Oh, and yeah, my sister is texting me the whole time telling me about her grief over mum and how she’s pissed that our other sister who has done next to nothing will be getting an inheritance.
I know it’s only $10. I know it’s not a big deal. Hell, maybe that person really needed $10 on their transit card. And on any other day, the car not starting and the whole transit machine screwup would have me laughing. But missing an important audition and it was not my fault, that made me feel powerless. I’m already an actor, how much more powerless do I need to be? If everything had gone the way it should have, I would have had my audition, I would have done my thing and if I had not gotten it, I would not have felt that bad. I would have moved on, just another day in the life of an actor. Now it’s an albatross.
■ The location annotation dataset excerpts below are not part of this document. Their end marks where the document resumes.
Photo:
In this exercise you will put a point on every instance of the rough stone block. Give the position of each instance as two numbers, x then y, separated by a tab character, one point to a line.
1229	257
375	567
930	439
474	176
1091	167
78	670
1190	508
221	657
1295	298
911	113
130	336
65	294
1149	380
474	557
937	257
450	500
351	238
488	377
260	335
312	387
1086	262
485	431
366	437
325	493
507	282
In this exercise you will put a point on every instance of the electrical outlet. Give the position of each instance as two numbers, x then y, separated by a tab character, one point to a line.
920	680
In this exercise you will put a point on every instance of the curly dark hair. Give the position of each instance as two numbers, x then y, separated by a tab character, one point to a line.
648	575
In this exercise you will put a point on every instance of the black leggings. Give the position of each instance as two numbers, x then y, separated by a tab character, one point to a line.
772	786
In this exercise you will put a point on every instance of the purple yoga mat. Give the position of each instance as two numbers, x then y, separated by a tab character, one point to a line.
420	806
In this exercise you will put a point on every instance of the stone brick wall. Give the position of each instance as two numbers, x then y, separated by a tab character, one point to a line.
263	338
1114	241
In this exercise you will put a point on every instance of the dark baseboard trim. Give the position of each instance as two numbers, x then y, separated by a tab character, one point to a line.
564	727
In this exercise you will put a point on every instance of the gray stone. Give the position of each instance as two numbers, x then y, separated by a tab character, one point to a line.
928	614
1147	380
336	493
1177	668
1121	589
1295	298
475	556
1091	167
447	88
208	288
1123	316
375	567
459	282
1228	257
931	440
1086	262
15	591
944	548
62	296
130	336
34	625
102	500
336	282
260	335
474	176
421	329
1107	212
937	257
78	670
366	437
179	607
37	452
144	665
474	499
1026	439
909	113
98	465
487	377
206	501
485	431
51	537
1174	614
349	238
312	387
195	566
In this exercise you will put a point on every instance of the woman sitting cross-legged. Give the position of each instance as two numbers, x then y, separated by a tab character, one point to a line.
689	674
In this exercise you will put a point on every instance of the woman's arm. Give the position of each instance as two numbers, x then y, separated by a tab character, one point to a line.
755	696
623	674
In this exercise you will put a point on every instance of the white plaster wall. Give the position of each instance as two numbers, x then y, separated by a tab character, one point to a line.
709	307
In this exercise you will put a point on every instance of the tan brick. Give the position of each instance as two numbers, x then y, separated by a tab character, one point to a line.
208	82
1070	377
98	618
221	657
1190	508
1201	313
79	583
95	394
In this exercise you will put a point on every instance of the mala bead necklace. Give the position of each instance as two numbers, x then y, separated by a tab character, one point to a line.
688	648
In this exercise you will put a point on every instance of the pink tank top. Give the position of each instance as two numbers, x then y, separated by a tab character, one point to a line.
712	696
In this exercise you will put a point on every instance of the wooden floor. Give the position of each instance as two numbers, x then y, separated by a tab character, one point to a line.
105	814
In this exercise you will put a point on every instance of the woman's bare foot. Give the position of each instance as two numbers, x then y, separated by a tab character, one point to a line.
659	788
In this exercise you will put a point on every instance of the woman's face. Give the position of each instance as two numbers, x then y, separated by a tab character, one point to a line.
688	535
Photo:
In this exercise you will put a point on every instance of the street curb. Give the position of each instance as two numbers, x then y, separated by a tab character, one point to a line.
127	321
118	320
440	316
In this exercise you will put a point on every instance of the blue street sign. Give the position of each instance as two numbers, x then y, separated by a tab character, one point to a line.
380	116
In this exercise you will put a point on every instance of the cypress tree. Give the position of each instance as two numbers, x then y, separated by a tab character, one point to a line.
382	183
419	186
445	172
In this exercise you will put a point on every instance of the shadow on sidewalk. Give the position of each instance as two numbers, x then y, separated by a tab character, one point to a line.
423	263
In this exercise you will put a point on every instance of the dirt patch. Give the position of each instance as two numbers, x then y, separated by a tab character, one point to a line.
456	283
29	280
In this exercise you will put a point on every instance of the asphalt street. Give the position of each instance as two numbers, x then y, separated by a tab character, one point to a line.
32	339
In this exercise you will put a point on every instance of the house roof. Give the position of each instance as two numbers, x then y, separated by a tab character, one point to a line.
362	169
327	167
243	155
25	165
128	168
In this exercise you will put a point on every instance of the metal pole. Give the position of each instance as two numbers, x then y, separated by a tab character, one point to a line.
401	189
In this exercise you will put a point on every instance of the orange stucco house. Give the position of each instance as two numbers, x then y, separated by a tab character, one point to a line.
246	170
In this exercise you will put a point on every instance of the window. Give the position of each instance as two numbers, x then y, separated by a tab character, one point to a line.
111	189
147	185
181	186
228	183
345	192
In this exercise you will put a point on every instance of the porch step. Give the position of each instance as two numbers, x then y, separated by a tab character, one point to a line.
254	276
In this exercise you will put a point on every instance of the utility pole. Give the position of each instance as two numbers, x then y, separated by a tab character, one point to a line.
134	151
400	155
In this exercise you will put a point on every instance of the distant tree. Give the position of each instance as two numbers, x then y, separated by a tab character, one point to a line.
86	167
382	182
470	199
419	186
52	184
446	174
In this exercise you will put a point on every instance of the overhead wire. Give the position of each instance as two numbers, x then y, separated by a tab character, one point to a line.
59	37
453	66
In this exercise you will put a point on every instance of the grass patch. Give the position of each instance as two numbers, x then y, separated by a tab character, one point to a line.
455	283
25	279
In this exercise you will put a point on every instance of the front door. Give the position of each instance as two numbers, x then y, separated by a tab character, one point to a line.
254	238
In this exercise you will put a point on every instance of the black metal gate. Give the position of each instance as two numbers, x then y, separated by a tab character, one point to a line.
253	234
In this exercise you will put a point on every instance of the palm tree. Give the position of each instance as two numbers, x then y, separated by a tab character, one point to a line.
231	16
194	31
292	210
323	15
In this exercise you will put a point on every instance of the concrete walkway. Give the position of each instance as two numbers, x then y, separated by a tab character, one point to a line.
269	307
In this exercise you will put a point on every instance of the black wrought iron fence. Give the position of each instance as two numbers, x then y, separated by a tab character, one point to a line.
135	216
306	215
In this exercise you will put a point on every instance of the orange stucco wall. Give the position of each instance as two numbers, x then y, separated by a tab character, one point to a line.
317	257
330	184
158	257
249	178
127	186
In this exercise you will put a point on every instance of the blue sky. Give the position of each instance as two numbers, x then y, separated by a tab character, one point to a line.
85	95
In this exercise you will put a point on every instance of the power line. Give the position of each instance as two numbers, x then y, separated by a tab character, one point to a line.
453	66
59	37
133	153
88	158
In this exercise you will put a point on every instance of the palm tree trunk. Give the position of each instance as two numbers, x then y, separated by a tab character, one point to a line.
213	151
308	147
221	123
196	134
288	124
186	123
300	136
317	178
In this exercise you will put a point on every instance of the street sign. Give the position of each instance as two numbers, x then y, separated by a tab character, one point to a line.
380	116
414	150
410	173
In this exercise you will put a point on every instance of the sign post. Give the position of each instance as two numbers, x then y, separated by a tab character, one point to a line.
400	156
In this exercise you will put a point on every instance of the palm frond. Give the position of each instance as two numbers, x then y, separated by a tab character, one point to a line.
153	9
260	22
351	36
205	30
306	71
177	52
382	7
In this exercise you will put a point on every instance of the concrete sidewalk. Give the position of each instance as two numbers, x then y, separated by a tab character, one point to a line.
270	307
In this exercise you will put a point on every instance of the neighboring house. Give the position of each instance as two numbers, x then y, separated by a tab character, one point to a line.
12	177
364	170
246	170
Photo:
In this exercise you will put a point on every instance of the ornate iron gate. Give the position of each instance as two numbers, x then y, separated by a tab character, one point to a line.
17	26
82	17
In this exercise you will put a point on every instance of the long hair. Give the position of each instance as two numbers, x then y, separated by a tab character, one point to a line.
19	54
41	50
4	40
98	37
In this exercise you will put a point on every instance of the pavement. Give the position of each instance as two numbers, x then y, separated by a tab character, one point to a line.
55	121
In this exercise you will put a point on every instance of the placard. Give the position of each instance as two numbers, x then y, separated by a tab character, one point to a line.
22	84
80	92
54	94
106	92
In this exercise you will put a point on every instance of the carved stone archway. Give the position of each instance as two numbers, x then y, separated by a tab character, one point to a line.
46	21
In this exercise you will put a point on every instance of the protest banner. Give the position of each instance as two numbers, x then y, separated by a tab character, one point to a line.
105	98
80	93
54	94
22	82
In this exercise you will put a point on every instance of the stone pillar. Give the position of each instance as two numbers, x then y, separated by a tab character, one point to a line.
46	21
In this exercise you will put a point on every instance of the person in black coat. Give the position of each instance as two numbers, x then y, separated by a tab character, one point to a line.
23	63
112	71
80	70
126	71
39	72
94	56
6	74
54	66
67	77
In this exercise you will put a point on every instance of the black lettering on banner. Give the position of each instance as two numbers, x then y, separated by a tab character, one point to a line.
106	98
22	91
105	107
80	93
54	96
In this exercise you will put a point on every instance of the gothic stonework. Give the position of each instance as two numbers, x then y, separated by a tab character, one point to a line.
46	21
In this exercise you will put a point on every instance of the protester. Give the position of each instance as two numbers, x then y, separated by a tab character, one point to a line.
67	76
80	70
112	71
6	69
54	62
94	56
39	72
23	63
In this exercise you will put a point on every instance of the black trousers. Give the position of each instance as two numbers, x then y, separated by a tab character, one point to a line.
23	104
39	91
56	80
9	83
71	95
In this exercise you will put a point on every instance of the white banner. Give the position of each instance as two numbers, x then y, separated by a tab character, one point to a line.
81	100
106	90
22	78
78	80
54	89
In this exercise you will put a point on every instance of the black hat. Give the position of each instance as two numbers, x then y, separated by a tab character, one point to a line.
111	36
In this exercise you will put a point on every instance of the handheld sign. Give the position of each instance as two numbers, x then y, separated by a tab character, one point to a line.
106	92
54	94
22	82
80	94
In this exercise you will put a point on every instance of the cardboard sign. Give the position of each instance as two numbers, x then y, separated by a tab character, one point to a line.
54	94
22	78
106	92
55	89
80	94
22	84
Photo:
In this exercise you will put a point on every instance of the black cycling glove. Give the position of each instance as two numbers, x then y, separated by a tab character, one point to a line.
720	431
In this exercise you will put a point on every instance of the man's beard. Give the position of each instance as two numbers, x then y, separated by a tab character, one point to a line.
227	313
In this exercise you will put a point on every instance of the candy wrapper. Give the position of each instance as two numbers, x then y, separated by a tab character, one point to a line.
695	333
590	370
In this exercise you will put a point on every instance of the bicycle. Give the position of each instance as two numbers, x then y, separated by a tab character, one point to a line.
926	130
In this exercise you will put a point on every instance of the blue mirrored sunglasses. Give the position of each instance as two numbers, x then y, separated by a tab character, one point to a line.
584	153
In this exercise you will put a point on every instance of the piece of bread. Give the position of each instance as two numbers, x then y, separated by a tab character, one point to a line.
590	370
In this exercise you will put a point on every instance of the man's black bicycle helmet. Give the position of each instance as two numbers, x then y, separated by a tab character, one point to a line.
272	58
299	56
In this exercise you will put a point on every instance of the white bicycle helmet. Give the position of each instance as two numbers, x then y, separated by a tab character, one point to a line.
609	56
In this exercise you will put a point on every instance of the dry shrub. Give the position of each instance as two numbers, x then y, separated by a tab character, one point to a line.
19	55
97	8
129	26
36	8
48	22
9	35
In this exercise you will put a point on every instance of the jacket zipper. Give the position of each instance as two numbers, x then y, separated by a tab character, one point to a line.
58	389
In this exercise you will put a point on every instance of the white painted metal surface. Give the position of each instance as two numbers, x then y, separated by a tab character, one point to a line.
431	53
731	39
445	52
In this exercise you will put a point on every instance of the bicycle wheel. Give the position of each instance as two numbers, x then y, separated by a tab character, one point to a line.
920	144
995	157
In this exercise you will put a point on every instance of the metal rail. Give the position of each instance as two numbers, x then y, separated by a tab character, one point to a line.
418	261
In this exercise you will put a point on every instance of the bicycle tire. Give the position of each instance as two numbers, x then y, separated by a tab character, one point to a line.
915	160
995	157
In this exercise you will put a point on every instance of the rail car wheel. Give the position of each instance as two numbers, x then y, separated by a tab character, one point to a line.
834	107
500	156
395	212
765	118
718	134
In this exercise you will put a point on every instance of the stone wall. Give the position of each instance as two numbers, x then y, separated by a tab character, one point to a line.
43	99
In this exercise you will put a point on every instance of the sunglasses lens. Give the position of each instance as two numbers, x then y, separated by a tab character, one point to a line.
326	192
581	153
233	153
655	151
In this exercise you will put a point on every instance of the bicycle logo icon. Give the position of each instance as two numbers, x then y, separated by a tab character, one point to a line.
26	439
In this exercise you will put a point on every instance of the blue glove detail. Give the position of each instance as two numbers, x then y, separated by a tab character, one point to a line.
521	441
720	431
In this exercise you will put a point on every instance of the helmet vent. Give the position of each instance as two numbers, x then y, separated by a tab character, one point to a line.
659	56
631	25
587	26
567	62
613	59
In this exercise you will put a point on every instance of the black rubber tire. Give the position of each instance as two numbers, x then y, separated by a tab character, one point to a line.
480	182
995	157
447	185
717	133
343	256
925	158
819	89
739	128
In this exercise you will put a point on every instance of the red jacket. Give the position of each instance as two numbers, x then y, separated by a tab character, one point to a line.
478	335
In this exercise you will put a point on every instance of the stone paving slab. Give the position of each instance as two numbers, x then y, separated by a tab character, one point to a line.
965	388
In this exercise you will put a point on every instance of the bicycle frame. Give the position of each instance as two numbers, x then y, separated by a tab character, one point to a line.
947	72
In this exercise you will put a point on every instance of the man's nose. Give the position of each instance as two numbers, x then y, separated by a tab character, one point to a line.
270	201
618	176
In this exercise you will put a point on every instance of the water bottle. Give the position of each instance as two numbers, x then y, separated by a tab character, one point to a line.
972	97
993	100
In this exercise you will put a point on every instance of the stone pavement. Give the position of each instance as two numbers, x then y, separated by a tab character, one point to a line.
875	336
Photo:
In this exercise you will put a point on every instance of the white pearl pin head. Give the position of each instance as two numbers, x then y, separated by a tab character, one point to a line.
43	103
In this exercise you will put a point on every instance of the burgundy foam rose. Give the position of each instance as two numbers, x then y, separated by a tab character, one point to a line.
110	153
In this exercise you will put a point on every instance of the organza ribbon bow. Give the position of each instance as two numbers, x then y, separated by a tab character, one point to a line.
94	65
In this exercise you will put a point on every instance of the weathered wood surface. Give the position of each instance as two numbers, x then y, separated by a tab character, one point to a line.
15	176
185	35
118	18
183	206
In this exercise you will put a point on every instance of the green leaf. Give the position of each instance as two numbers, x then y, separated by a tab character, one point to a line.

I talk to my girlfriend again. I feel better. I text another friend to please hurry up and send me some encouragement cause I’m having a shitty day. I go into a restaurant 10 ft away from me and order a glass of wine (and of course, wait what seems to be an excruciatingly long time to get it) and an ahi tuna sandwich with fries. Too much bread and I’m bloated but it does the job. In the old days, my friend would have run to my side and we would have been laughing and drunk in an hour. But we’re mothers now and her daughter is at home recovering from a virus. I had to get my ass back home.
When I get home, I change, walk the dog for 5 minutes (sorry, pooch), and pick up the kid.
Now I have to say the evening improved (agent called with a promise of another audition which I will believe when it happens; received a couple of cheques in the mail, my kid wrote me a sweet note) but I just took to my bed early. I was just exhausted.
I realize there is no actual tragedy, nobody died, it was just a shitty day. Seriously, folks, don’t let your kids be actors.